Bath’s streets echoed with the voices of hundreds of residents on Saturday April 27. Their collective cry was a powerful stand against the sale of weapons to Israel and a plea for an end to the genocide in Gaza Following speeches, the protesters marched through the city centre, occasionally stopping for a minute’s silence to read aloud the names of children killed in Gaza since October 7, when Hamas terrorists crossed into Israel to launch the deadliest attack on Jews since the Holocaust taking hundreds of innocent civilians hostage. People carried placards of Palestinian children during the latest march which have been a regular occurrence over the last six months.

Lara Amro, a Jordanian of Palestinian descent, studying at the University of Bath, spoke about the history of her family’s expulsion from Palestine in 1948. Both her parents were Palestinian refugees in Jordan: her father was three years old when he and his family escaped from Hebron city to Jordanian refugee camps, and her mother and sisters were born in Palestinian refugee camps in Jordan, after their parents fled Haifa in 1948.
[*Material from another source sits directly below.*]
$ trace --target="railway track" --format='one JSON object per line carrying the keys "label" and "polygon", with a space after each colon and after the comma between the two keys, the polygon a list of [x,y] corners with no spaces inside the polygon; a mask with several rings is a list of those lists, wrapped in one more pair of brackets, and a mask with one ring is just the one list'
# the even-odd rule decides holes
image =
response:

“I was born and raised in Jordan, but I have been always been in love and dreaming of a home I have never seen - Palestine. In 1948 both my grandparents locked the doors to their homes -in Palestine when they escaped, and took the keys with them to Jordan. They were certain that they’d go back home. The key has been passed on one generation to the next: 75 years later I still have my grandparents’ keys, hoping that I will go back home, to Palestine. But now my grandparents homes, farms and towns have been demolished. Those who didn’t escape were murdered, and illegal Israeli settlements were built over my land, over my people’s blood. Myself and 9 million other Palestinians in diaspora are still dreaming of our homes back in Palestine and that we will go back home one day. That’s why the key is a strong symbol of the Palestinian resistance.”
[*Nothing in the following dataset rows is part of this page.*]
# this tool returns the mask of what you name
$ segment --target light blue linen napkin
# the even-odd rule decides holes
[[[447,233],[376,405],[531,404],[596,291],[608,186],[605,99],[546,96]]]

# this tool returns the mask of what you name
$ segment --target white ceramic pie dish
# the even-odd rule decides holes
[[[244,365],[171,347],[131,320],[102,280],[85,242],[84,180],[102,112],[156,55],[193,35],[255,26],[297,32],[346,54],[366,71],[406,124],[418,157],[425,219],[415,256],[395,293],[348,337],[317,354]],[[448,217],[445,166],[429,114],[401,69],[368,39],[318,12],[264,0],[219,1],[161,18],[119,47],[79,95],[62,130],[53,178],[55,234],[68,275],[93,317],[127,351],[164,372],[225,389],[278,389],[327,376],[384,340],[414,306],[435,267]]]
Ameerah Lebaqa, a resident and student of Palestinian descent whose three year old cousins were recently killed by an Israeli airstrike in Gaza and plunged under rubble, said: “We will never forget the rest of the world who let this go on; the world leaders who provided the weapons to be used against a defenceless population, the media that convinced us that somehow Palestinians deserved to die. What kind of world are we creating if one country has the power to collectively starve an entire population, destroying their livelihoods and blocking their aid trucks, snatching away their only hope and lifeline? What kind of world are we creating if we can allow the unimaginable to become the norm as we risk becoming desensitized to the horrors of a dystopian reality that should forever shock us to the core?”

Jane Samson from Bath Campaigns Network paid tribute to the courage of students and staff at American universities who: “have ignited a forest fire of mass protest that has now hopped across the Atlantic to European soil.”
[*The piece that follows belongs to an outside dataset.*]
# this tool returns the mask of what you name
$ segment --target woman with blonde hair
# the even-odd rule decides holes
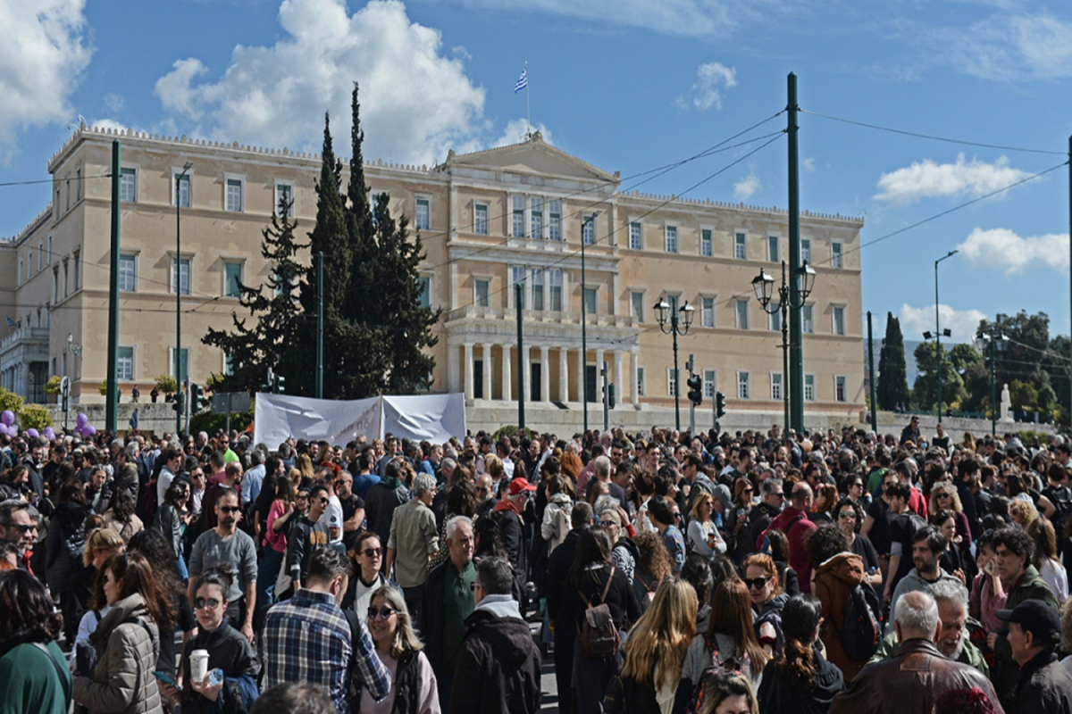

She described the violent arrest of an economics professor at Emory University, Atlanta, who was “hurled” to the ground and handcuffed despite her telling the police repeatedly that she is a professor.

“Though we are truly in frightening times, their bravery gives us renewed hope in the future of humanity.”

She also paid tribute to the bravery of hundreds of thousands of anti-Zionist Jews protesting in so many countries across the globe who “abhor the genocide in Gaza and want an end to Israel’s occupation”.

David Searby, from Bath Campaigns Network spoke about the role of the UK arms trade: “The UK has clear rules for stopping innocent deaths arising from our arms exports: a licence for arms exports cannot be granted, or could be revoked, if there is a clear risk that the items might be used to “commit or facilitate” a serious violation of international humanitarian law. “If there is one place that international law is being violated, it is Gaza today.

“UN experts have called on all states to immediately suspend arms exports to Israel, as required by the 1949 Geneva Conventions and the Genocide Convention. The UK is putting itself at legal risk by ignoring this advice, and is out of step with countries like Canada, Belgium, Spain, Holland and Italy, who have already stopped arms exports arms to Israel.

“Stopping UK arms exports to Israel is important to send a strong international message that we refuse to be complicit with the ongoing slaughter in Gaza.”

Matthew Alford, lecturer of politics at the University of Bath spoke about the power of protest and how the Anti-war Movement plays its part – but the pressure has to be sustained. “Over the years I have learned that anti-war protesters are committed, joyful – and right. And at local protests like this, we are all playing our part.”

The next Bath Gaza protest march will be on Saturday, May 11 gathering in Kingston Parade by the Abbey at noon.